Catholicism and Buddhism
Jeremy Osner
jeremy at xyris.com
Wed Jan 31 19:39:10 CST 2001
Well here's what Mr. Borges has to say on the subject. I'm paraphrasing,
and occasionally quoting, from his 1952 essay, "Forms of a Legend",
printed in "Selected Non-Fictions".
The legend of Siddhartha's attainment of enlightenment is that, on
successive trips away from his father's castle, he saw first a lame man,
then a leper, then a corpse, and finally a monk, "who desires neither to
live nor to die. Peace is on his face; Siddhartha has found the way." In
the seventh century AD, a Christian monk wrote the history of *Barlaam
and Josaphat*, which is just too close in theme to the legend of the
Boddhisattva for the similarity to be coincidental; except at the end,
instead of enlightenment, Josaphat attains Christianity. "In 1615,...
Diego de Couto denounced the similarity of the spurious Indian fable to
the true and pious history of St. Josaphat"; who had apparently been
canonized in the intermediate time if he is referred to as Saint here.

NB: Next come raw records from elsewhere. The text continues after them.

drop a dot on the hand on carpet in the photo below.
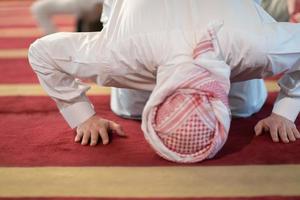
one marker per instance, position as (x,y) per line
(96,127)
(278,127)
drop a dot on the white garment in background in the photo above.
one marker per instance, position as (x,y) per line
(133,52)
(44,10)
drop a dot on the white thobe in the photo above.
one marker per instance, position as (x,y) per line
(145,37)
(43,10)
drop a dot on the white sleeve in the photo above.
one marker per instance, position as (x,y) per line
(67,91)
(288,101)
(107,10)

However I can find to reference to him as a saint in the Catholic
Encyclopaedia online; it does have an entry for the story of Barlaam and
Josaphat, which it calls "a Christianized version of one of the legends
of Buddha"; and says that the name Josaphat is a corruption of the
Persian name Budsaif, Boddhisattva.
http://www.newadvent.org/cathen/02297a.htm
"Barlaam and Josaphat found their way into the Roman Martyrology (27
November)" -- what is the relationship between the Martyrology and the
Canon? Is one a subset of the other?